Clarence "Gatemouth" Brown- Vocals, Guitar, Violin, Harmonica
Jimmy McCracklin- Piano
Henry Boozier- Trumpet
Bill Harvey- Tenor Sax
Ray Johnson- Bass
Nathaniel Douglas- Guitar
Fred Ford- Baritone Sax
Allen Clarke- Baritone Sax
Carl Lott- Bass
Carl Owens- Piano
Duke Barker- Drums
Emile Russell- Drums
Joe Toussaint- Bass
Johnny Parker- Alto Sax
Jual Curtis- Drums
Paul Monday- Piano
San Frisco Jeff- Drums.

Recorded in Houston, Texas between 1952 & 1959


Clarence "Gatemouth" Brown's 1950s recordings fuse the energy of big-band horns, the shuffles and boogies of R&B, and his own white-hot guitar leads.
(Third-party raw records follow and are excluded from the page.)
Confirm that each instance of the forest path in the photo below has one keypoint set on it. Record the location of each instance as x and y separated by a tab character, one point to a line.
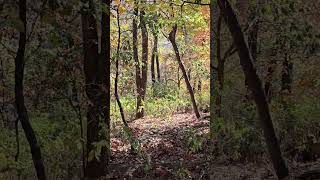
175	148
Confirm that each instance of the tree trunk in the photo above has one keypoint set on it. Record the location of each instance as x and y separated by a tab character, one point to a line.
268	84
158	66
213	9
286	79
153	57
19	97
136	59
220	68
143	68
172	38
97	85
116	94
255	86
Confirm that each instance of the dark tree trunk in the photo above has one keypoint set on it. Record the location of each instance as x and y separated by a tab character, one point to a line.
97	84
19	97
268	83
136	59
213	9
154	57
158	66
143	69
172	38
286	79
255	86
220	68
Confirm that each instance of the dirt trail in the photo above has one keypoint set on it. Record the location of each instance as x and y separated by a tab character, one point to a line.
167	146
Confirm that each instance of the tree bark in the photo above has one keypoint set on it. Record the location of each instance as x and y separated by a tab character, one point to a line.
255	86
19	97
286	79
172	39
97	86
213	8
220	68
143	68
116	94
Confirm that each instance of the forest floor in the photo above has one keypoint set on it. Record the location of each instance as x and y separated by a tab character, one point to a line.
170	150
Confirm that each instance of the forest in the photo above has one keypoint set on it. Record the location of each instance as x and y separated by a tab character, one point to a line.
159	89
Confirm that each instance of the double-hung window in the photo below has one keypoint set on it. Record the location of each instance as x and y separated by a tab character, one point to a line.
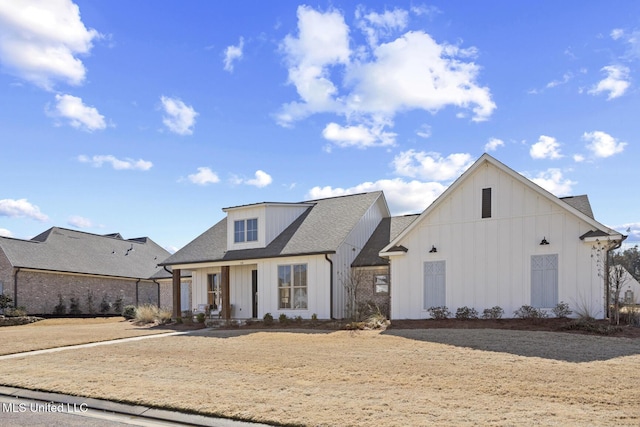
292	286
245	230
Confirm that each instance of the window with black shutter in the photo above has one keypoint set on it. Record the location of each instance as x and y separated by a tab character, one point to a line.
486	203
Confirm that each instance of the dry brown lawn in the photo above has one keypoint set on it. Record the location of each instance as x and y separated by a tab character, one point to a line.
51	333
339	378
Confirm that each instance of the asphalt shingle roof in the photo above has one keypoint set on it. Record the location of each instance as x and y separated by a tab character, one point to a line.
63	250
322	228
387	230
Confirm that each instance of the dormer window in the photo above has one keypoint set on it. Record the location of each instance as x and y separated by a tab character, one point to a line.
245	230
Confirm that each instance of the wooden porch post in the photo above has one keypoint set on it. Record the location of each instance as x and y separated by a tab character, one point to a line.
176	294
224	283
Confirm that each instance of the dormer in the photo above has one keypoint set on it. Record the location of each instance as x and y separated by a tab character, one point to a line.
255	226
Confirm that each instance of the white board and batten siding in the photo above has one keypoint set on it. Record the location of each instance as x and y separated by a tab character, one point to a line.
349	250
486	262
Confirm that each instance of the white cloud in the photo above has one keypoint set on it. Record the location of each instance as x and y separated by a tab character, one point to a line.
204	176
41	39
403	197
359	136
554	182
546	148
493	144
602	144
77	113
425	165
80	222
21	208
180	118
378	80
615	84
232	54
262	179
118	164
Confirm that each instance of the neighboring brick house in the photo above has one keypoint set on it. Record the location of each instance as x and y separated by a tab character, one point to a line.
370	272
61	264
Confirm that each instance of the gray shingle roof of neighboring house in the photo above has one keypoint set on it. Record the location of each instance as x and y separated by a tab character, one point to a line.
387	230
322	228
580	203
70	251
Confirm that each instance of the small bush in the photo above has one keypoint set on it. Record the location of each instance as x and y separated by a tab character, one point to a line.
439	313
129	312
105	305
466	313
561	310
528	312
60	309
268	319
495	312
74	306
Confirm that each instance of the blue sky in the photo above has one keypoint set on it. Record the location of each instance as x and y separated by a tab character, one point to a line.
149	117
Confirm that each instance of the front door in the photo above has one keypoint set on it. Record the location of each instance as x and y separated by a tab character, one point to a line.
254	293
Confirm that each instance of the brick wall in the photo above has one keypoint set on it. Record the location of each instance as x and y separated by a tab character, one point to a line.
366	294
39	292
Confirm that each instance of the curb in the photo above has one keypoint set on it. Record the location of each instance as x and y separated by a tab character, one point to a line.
140	411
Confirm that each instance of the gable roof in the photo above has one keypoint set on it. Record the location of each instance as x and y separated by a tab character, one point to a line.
387	230
70	251
321	229
577	205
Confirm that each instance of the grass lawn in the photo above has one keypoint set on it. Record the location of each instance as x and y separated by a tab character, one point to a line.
51	333
359	378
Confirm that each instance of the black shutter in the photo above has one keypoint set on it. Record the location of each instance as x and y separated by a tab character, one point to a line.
486	203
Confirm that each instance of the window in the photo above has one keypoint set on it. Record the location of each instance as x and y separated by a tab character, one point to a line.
214	295
434	284
486	203
245	230
381	284
292	286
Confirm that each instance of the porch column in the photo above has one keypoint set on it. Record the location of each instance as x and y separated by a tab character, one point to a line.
224	284
176	294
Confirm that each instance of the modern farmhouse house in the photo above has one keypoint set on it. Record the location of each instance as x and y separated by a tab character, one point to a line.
60	264
290	258
494	238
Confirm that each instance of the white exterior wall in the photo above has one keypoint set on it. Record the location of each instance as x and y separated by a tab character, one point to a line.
272	220
240	290
488	261
350	249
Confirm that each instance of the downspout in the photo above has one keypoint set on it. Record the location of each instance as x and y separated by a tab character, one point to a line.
15	287
326	256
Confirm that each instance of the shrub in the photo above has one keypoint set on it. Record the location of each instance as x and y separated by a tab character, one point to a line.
439	313
5	301
268	319
117	304
105	305
60	309
74	306
561	310
466	313
129	312
528	312
495	312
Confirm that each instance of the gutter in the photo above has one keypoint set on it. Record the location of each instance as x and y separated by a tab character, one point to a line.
326	256
15	287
Greatly influenced by fellow Texans Blind Lemon Jefferson and T-Bone Walker, Brown absorbed their smooth, melodic, single-string solo technique, but added a rough-edged intensity to his explosive style. The slow blues "Dirty Work at the Crossroads" added Jimmy McCracklin's rolling piano to Brown's bold and brash guitar work, but it was the 1954 instrumental "Okie Dokie Stomp" that put Brown on the map. With blaring horns urging him on, Brown attacks the music with ferocity. "Ain't That Dandy" is another instrumental guitar romp, while 1959's "Just Before Dawn" features Brown's swinging violin. ---Marc Greilsamer.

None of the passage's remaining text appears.